Organizations will continue to struggle with finding and keeping people and creating the workplace conditions necessary to drive productivity despite the recent COVID slow-down. Organizations spend billions of dollars on employee attraction, retention, and development in an effort to manage, yet employees remain disengaged with their roles and disenfranchised from their companies.
Organizations are spending more to bring people in to do the necessary work, yet people are not staying. One in three American workers report they are chronically stressed on the job and mainstream press reports that more than half of US workers are looking for new jobs.
Employee engagement is stuck as the latest management panacea du jour. Some act as if it is the latest holy grail of management.
Dependence on ill-defined engagement is a serious mistake. Engagement is a promise to do something. Employee engagement connotes a promise by the employee—a pledge that they will do what they say they can do. Hear me, I am not arguing against employee engagement but alternatively arguing that companies and managers need to recognize engagement as a shared relationship wherein employers also own their promise to do what they say they will do.
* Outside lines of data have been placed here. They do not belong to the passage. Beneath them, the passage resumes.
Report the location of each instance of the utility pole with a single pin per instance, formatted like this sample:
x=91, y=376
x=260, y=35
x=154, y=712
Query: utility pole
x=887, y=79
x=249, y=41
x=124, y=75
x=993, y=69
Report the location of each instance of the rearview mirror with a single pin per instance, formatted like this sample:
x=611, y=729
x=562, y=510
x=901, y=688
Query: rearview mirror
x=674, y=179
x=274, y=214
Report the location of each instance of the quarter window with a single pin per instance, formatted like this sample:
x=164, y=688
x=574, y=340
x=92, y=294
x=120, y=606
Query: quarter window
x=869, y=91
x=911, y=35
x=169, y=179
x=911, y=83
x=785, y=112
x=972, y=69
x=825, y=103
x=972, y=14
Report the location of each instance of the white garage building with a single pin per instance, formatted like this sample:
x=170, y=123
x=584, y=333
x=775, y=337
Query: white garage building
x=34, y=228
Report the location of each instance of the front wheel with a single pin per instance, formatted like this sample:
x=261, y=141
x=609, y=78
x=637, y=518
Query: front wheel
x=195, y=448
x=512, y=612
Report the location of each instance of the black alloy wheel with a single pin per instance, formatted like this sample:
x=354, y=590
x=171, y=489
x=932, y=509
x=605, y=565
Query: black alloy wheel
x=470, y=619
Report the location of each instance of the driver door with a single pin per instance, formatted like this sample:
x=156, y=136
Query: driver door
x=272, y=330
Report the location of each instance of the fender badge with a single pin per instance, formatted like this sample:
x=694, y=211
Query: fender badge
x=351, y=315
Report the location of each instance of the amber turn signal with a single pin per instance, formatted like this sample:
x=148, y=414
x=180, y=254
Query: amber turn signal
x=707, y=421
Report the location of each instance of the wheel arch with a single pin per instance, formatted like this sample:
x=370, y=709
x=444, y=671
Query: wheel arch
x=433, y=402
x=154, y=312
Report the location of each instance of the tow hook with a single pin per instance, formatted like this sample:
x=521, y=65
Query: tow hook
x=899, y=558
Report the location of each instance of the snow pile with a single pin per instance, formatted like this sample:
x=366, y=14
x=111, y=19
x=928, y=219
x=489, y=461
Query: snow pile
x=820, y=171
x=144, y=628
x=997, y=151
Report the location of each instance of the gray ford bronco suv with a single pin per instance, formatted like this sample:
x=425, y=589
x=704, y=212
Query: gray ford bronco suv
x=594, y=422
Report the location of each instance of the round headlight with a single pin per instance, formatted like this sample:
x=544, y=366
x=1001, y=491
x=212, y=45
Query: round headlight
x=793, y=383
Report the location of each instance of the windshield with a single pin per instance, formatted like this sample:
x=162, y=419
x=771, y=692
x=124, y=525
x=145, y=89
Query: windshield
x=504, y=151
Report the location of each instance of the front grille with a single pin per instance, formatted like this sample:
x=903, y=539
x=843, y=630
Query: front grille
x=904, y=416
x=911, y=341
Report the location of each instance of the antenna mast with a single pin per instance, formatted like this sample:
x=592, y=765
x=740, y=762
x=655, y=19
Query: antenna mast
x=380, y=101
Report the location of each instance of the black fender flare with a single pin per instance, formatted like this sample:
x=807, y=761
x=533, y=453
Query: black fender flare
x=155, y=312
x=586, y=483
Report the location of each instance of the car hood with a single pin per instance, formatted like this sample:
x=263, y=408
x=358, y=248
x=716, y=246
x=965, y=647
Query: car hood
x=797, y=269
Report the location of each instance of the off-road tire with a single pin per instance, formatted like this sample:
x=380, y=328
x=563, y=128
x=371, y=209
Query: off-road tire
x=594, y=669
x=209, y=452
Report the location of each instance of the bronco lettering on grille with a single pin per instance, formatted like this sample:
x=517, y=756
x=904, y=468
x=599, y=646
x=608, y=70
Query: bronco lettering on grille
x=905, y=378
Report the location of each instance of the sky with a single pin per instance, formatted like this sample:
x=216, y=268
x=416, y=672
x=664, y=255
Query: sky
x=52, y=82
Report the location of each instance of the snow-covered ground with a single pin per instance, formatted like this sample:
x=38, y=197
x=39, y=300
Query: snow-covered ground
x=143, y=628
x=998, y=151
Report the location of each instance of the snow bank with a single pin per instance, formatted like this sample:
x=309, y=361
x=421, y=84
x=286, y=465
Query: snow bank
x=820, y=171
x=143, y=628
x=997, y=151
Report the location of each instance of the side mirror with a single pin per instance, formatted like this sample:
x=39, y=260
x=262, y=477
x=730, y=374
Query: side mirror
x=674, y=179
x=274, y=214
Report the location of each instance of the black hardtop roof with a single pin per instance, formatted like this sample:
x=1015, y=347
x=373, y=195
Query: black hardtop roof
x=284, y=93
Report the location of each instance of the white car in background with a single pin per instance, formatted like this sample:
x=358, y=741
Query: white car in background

Perhaps the reason employee engagement initiatives have been stagnant or diminishing is because they remain one-sided. The employee has owned the responsibility for engagement and has been punished for its absence. Companies throw money at erroneous engagement solutions that simply have not worked.
One can only go so far to blame the employee for a company’s faults before finally looking at the organization itself. Organizations need to fulfill their promise just as they expect employees to fulfill theirs. If the objective is to increase satisfaction and productivity, it takes two — the employer and employee.